NewsLocal News

Actions

Virginia man charged in 1994 cold case murder of woman at Denver motel

denver police tape.jpg
Posted at 12:51 PM, Jun 25, 2021
and last updated 2021-06-25 14:51:09-04

DENVER – A 58-year-old Virginia man has been extradited back to Denver to face charges in the December 1994 cold case murder of a 36-year-old woman.

Steven Cumberbatch, 58, has been charged by Denver prosecutors with two counts of first-degree murder in the killing of 36-ear-old Rita Desjardine at the Broadway Plaza Motel nearly 27 years ago.

A worker at the motel had gone to check on Desjardine on Dec. 6 but thought she was only sleeping. The next day, when workers again got no answer from her room at the motel, they again went inside and investigated further, and found her unclothed in the bed, with visible bruising, swelling and blood, according to an affidavit for Cumberbatch’s arrest.

steven-cumberbatch.png
Steven Cumberbatch, 58, has been charged by Denver prosecutors with two counts of first-degree murder in the killing of 36-ear-old Rita Desjardine at the Broadway Plaza Motel nearly 27 years ago.

Police investigators also found after arriving that a leg had been broken off inside the hotel room and that there were both men and women’s clothes inside the room. They also pulled a palm print and a finger print from blood on the bed’s bottom sheet and found evidence on a bottle of gin in the room.

The medical examiner found Desjardine’s cause of death to by asphyxia by smothering and also pulled swabs from her body, according to the affidavit. As police investigated, a witness told them they had knocked on the motel door where Desjardine was found dead on the day she was killed and saw a Black man’s hand poke through the curtains, then saw a Black man leaving the motel room shortly afterward.

In November 1995, detectives in Denver said the palm and finger print details were not defined enough to make a comparison, and the bed sheet they were made on was sent to the FBI.

Nine years later, in November 2004, a Denver Police Department captain asked the crime lab to test items found in the motel room for DNA.

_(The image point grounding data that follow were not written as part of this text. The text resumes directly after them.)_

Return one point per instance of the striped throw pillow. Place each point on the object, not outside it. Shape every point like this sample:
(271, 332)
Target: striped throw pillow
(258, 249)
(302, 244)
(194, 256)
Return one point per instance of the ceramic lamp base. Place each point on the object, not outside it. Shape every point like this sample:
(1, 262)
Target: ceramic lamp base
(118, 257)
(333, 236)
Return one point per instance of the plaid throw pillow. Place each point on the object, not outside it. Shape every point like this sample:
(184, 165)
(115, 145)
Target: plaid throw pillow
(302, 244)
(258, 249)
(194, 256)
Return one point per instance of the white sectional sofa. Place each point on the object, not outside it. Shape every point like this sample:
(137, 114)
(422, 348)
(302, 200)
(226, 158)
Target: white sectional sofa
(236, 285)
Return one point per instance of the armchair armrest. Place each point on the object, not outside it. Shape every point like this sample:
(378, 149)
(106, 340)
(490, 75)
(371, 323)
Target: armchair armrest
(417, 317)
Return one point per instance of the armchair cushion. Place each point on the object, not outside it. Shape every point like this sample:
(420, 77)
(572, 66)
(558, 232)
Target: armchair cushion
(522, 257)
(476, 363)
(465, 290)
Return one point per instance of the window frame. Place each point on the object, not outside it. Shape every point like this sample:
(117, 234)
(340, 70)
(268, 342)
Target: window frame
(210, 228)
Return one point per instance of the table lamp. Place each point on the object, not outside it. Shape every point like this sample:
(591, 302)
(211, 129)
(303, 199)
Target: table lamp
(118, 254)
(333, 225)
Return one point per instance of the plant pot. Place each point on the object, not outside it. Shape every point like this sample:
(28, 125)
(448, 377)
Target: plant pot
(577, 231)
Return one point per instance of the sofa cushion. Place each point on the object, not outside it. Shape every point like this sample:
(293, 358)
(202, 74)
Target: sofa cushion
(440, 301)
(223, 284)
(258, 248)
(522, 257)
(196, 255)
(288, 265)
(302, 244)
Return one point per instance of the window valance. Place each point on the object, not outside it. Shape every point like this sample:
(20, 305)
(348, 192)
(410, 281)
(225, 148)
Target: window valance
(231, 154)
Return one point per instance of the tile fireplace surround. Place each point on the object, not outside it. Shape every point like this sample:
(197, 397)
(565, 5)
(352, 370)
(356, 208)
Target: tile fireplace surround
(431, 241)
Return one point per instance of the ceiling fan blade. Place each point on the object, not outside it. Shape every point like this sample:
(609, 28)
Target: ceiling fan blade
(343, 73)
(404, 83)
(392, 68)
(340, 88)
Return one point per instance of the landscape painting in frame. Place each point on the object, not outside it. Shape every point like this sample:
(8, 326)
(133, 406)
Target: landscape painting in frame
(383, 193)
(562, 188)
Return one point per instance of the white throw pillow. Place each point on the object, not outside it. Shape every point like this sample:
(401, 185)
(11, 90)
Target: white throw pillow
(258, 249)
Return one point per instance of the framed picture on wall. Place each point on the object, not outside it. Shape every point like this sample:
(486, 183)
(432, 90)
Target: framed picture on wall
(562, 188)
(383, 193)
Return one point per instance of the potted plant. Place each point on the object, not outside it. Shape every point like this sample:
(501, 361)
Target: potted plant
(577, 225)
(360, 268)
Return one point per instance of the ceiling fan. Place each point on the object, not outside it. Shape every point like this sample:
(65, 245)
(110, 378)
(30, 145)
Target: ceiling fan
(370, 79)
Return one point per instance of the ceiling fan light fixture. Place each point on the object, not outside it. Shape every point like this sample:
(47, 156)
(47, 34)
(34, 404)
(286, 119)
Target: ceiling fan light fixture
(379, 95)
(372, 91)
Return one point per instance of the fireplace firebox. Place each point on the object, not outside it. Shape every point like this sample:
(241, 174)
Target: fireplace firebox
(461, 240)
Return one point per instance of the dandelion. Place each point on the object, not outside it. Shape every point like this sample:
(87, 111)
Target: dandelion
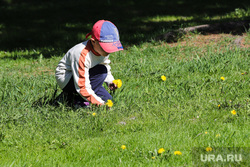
(177, 153)
(109, 103)
(118, 83)
(123, 147)
(209, 149)
(161, 150)
(163, 77)
(234, 112)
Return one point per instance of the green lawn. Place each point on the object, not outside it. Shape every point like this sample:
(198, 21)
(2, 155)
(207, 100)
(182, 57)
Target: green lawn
(191, 108)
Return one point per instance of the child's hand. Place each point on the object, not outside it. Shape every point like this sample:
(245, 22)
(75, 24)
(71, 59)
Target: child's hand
(112, 86)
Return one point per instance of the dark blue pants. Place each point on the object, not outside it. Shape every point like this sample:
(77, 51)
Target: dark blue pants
(97, 76)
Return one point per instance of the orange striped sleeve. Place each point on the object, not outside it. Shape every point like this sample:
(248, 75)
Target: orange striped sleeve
(82, 78)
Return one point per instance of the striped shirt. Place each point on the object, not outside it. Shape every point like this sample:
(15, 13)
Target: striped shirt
(77, 62)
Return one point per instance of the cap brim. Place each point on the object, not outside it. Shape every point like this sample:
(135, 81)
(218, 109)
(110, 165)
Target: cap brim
(111, 47)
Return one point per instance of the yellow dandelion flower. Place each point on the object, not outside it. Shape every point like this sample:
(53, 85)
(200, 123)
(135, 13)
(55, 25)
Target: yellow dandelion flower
(118, 83)
(161, 150)
(163, 77)
(109, 103)
(123, 147)
(209, 149)
(234, 112)
(177, 153)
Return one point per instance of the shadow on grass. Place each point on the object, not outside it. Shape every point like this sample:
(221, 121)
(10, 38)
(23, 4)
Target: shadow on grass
(53, 26)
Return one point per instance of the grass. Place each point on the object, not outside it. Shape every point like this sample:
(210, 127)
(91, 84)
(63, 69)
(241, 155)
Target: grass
(148, 114)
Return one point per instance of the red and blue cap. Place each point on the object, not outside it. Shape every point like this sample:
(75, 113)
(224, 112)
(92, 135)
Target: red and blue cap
(108, 36)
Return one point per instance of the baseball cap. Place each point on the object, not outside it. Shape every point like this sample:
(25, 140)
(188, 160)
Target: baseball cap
(107, 34)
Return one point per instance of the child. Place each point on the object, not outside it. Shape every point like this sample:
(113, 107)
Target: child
(85, 67)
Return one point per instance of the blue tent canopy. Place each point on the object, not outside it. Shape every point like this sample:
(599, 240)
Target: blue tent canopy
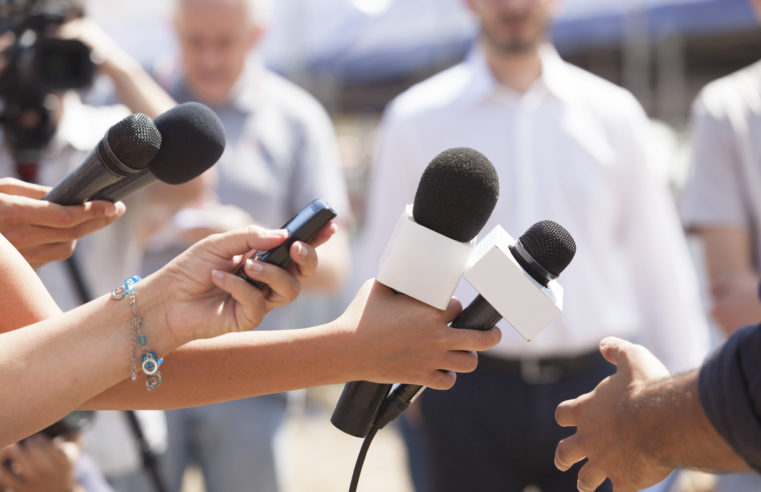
(346, 41)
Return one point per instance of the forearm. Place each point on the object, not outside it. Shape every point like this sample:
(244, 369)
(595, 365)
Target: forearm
(240, 365)
(678, 432)
(49, 368)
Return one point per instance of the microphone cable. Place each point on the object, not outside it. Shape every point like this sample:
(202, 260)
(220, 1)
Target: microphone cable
(361, 458)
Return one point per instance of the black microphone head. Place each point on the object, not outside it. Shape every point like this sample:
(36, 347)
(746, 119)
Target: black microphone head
(550, 245)
(193, 140)
(456, 194)
(134, 141)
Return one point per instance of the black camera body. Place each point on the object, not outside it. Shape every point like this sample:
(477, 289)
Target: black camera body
(38, 64)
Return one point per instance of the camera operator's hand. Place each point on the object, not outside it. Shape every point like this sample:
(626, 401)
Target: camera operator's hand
(201, 296)
(43, 231)
(39, 464)
(135, 88)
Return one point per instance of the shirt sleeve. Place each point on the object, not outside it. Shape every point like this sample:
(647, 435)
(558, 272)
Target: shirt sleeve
(729, 386)
(713, 193)
(672, 320)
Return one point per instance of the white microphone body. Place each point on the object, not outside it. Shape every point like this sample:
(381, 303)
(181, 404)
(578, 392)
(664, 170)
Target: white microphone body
(422, 263)
(524, 303)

In March 2018, according to the affidavit, detectives took swabs from the gin bottle and another item and submitted the samples to the Combined DNA Index System, which came back a couple months later with a hit to Cumberbatch in Virginia. Denver arrest records showed he had been arrested about a month before the murder two blocks away from the Broadway Plaza Motel.

Later that year, a pair of men’s shorts was also submitted for testing, which came back in September 2019 with a partial match to Cumberbatch. The next month, a special agent with Virginia State Police authored a warrant to obtain buccal swabs and palm prints from Cumberbatch, who was incarcerated at the time.

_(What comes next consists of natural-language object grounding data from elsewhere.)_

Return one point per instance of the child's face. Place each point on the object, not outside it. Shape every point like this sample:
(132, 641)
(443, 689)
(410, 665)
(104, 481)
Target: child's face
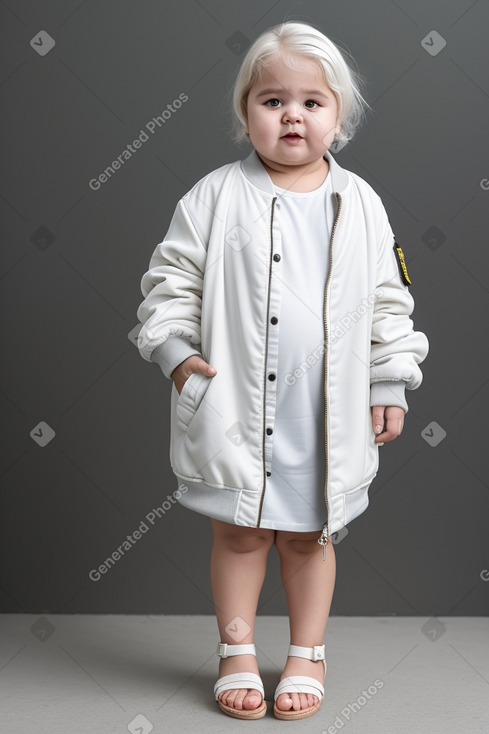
(284, 100)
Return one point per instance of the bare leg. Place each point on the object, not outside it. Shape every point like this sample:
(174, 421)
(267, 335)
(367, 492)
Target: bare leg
(238, 567)
(309, 584)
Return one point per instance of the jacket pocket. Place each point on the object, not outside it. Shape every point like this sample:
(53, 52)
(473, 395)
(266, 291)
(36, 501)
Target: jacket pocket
(191, 396)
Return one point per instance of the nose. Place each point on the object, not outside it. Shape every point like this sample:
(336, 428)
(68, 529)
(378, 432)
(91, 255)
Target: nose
(292, 112)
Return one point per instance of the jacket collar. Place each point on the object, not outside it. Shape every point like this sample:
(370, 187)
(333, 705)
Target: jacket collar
(256, 173)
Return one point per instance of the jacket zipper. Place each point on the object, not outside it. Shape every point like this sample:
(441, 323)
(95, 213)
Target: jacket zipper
(323, 539)
(266, 355)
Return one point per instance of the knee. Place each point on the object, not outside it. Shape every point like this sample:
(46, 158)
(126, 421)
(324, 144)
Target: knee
(240, 539)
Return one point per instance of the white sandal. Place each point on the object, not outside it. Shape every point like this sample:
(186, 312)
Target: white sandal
(239, 680)
(301, 684)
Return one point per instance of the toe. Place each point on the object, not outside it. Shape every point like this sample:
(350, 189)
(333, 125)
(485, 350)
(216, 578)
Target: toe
(252, 700)
(284, 702)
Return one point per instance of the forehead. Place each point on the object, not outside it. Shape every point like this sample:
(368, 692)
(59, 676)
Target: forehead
(301, 71)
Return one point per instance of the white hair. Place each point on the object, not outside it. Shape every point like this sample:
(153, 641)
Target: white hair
(284, 41)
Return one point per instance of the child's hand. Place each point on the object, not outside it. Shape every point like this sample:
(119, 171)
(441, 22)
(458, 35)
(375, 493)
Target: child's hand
(192, 364)
(387, 422)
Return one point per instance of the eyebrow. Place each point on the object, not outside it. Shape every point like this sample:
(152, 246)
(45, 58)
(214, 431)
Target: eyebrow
(312, 92)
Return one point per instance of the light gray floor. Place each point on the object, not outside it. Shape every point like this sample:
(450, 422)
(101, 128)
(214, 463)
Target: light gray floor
(97, 673)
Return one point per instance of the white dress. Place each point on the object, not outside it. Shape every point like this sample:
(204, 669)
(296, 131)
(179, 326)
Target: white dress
(294, 493)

The special agent and the supervisors of the DPD crime lab’s latent print unit went to the prison where Cumberbatch was housed at the time and obtained the swabs and prints, which were matched to existing evidence and other latent prints, according to the affidavit.

Meanwhile, DPD worked to exclude five other people who had been persons of interest in the case, including one man who was originally arrested but whose case the district attorney refused to accept.

The detective who wrote the affidavit said the DNA evidence linking Cumberbatch to the crime was enough to submit charges to the district attorney’s office. The DA’s Office said that a $500,000 grant from the National Institute of Justice to help solve cold cases with DNA was crucial to this case.

“This federal funding was key to building the case that led to charging Steven Cumberbatch with the murder of Rita Desjardine,” said Denver District Attorney Beth McCann.